Schneider returned from an eight-game conditioning stint with Binghamton of the AHL on Feb. 3 after recovering from an abdominal strain. He was absent from the Devils' first eight games of the season following surgery to repair torn cartilage in his left hip last May. He endured an 18-game winless streak -- with 15 of the losses coming in regulation time -- dating back to last season before he was sidelined in December.

"I think (the winless skid) mentally wore on him a bit," Devils coach John Hynes told NHL.com. "I think his confidence wavered at times for him. Even when he came back this year, you could see it a little bit."

But Schneider, who has been reunited with former Canucks goaltending coach Rollie Melanson in New Jersey, has bounced back nicely in recent games. He backstopped the Devils to a 6-3 victory in

Edmonton on Wednesday night as they ended their seven-game losing streak.

Schneider has allowed three goals or less in four of his past five games. (He did not play in the blowout in Calgary.)

"I just feel a lot more like myself, which is great," Schneider told NHL.com.

Meanwhile, the Canucks, who have only five wins in their past 18 games, are feeling better about themselves after posting a 4-1 home-ice win over the New York Rangers on Wednesday night.

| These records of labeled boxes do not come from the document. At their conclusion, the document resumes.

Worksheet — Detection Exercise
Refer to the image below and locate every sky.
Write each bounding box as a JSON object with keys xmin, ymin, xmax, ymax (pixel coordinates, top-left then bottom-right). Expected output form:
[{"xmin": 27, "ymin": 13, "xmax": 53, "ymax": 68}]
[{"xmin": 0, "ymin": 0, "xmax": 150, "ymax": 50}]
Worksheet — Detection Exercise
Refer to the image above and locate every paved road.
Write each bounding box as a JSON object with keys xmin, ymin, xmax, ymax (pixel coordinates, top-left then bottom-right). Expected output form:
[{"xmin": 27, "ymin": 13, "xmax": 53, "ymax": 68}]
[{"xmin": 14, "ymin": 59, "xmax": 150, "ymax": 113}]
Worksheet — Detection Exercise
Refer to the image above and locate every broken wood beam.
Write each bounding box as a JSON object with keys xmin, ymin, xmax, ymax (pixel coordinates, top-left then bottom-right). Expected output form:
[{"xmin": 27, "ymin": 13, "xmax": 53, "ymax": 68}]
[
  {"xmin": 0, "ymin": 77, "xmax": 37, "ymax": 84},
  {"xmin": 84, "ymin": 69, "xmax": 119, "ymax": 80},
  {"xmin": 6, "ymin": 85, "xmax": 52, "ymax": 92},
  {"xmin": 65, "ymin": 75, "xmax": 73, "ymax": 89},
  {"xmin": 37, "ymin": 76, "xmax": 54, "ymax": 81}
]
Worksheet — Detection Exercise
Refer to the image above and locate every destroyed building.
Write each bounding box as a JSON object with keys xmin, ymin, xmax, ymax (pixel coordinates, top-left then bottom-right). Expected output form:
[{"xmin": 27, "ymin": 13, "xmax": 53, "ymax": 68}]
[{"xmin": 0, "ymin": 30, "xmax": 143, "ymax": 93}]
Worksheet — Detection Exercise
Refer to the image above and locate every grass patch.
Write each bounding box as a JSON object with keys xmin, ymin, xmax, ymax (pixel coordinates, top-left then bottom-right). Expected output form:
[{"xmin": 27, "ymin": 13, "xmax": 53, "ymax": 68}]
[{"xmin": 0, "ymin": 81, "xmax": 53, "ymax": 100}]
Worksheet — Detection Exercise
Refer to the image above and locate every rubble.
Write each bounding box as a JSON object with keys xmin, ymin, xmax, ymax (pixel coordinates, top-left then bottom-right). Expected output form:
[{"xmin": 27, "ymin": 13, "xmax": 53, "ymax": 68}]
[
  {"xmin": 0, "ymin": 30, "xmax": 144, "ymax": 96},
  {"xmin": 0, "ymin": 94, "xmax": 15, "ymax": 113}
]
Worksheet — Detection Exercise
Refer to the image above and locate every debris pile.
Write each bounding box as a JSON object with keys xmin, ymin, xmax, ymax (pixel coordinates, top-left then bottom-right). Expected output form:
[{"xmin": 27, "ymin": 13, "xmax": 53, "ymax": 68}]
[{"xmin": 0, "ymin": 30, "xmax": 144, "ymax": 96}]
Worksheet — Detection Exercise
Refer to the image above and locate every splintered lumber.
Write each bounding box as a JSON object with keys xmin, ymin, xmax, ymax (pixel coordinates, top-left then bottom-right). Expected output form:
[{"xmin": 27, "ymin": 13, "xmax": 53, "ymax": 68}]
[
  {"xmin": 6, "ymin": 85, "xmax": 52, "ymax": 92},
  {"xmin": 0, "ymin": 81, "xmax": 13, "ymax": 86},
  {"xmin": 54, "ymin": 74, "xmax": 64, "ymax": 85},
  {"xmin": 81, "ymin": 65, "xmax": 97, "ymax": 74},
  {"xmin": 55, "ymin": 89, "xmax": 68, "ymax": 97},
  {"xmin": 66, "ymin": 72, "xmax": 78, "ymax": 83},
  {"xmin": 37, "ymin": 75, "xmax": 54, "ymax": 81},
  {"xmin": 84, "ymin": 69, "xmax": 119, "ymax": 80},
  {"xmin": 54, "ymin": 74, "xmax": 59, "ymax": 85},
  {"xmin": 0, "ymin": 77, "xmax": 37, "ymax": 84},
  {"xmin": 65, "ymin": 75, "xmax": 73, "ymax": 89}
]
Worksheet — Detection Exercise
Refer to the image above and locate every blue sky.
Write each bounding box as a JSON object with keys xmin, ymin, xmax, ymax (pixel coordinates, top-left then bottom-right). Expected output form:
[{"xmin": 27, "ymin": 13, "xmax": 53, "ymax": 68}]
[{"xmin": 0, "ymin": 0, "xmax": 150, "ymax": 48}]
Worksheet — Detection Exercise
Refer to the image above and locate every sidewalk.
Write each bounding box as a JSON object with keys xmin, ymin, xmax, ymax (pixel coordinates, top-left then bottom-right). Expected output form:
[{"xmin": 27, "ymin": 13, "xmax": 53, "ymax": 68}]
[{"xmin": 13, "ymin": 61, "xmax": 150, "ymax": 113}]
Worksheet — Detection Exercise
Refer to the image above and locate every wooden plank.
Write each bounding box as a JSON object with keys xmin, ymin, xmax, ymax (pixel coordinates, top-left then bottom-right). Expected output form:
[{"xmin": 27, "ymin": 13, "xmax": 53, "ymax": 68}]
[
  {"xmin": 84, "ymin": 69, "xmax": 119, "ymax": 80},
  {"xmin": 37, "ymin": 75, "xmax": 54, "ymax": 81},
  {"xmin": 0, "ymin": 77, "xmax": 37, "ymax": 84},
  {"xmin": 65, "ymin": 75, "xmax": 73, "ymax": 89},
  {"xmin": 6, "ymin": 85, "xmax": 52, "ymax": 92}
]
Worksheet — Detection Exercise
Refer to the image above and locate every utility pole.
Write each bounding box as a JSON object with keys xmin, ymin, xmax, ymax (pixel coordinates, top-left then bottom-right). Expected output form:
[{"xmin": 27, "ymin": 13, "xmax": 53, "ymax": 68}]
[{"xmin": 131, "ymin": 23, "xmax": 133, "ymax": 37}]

However, the Canucks received some bad news on the injury front. Feisty winger Dominic Roussel was lost for the season to a knee injury after he collided with Rangers forward Brendan Lemieux on the play leading up to Tyler Motte's second goal.

Roussel's legs buckled underneath him following the collision with Lemieux, who received a match penalty.

The Canucks also learned that newly signed defenseman Quinn Hughes' foot injury is more serious than anticipated. Hughes, Vancouver's top draft choice (seventh overall) in 2018, was hurt in his second-to-last game with the University of Michigan over the weekend.

"He's got a pretty good bone bruise, so he's in a walking boot for a week and then we'll re-evaluate him next week," coach Travis Green told reporters.

But the Canucks could breathe a bit easier after learning that rookie sensation Elias Pettersson was not seriously injured when he was elbowed in the head by New York's Chris Kreider, who received a major and game misconduct.

The incident sparked concern because Pettersson, who left the game for a while to be examined and have a bloody nose staunched, was sidelined by a concussion earlier this season.

"I saw (Kreider) was coming, so I jumped away and he lifted, I don't know, his arm or elbow," Pettersson told reporters. "Intentional? I don't know, but I don't think he's a dirty player. I started bleeding from my nose ... but my head was feeling fine all the time. But of course, there's protocol that you have to do if they suspect it's a concussion."

Pettersson is expected to play against the Devils.